一个能恨的人,至少证明他还没有对世界麻木。
仇恨是存在尚未熄灭的余烬。
/
“我参与了。”田中浩司无神地重复着。
“母亲身体太弱了,只靠她一个人是没办法完成所有的事情的。”
“是我主动要求参加的。”
“母亲是我最重要的人,所以我希望她能如愿。”
“我跟母亲一样恨着藤本家啊。”
雨停了。暮目警官姗姗来迟。他们逮捕了田中珠代和田中浩司。他们承认了一切罪行,从杀害藤本明,到迷晕并嫁祸藤本雪绪,再到杀害藤本武,甚至于差一点杀死了藤本泰介。
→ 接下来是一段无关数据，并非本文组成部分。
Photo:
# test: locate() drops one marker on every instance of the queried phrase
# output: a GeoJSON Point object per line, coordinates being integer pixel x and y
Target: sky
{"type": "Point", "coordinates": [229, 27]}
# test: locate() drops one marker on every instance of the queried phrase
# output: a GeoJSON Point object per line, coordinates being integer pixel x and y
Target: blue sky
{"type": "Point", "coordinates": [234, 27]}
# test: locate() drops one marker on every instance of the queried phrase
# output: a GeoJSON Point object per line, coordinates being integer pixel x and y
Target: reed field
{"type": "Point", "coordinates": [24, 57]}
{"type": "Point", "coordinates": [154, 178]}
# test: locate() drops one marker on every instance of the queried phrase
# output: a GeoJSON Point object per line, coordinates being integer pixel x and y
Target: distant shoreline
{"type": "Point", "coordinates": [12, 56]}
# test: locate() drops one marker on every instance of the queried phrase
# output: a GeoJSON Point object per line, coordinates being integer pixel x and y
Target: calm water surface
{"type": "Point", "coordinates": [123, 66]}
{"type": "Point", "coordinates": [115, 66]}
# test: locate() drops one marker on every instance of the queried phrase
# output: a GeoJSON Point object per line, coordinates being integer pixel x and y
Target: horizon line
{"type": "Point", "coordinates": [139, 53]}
珠代抬头看着夕阳,一天最后的色彩的打在这个羸弱的女人身上。除了复仇,她的灵魂和肉体早日单薄……她最后淡淡的笑着,遥望着角落的某人。
“复仇终成空。”
/
匆匆结尾了。
关于一些观点的来源。
*1:“仇恨不是爱的对立面。”
源于德里达基于解构主义瓦解爱与恨的二元对立。
德里达的解构主义拒绝将爱与恨视为非此即彼的对立,主张仇恨不是爱的对立面,而是爱的“扭曲镜像”,它们都是“存在者对存在本身的极端投入”。
爱一个人时,你会强烈关注其存在(“我需要你存在”);恨一个人时,你同样强烈关注其存在(“我无法容忍你存在”)。
但我感觉我表达的有误,就当我想装一把吧
*2:因为恨所以我们存在。
是从存在主义角度理解的。
传统观点将仇恨视为“被对象激发的被动反应”,存在主义者(如萨特、波伏娃)却将其重构为主动的生存选择——仇恨不是“我被伤害后的愤怒”,而是“我通过恨确证‘我存在’”的行动。
“我恨你,因为你试图让我不存在,而我的恨证明我必须存在”。
感觉是对真凶描写还不够深刻导致的。后续会补充田中珠代和田中浩司的故事。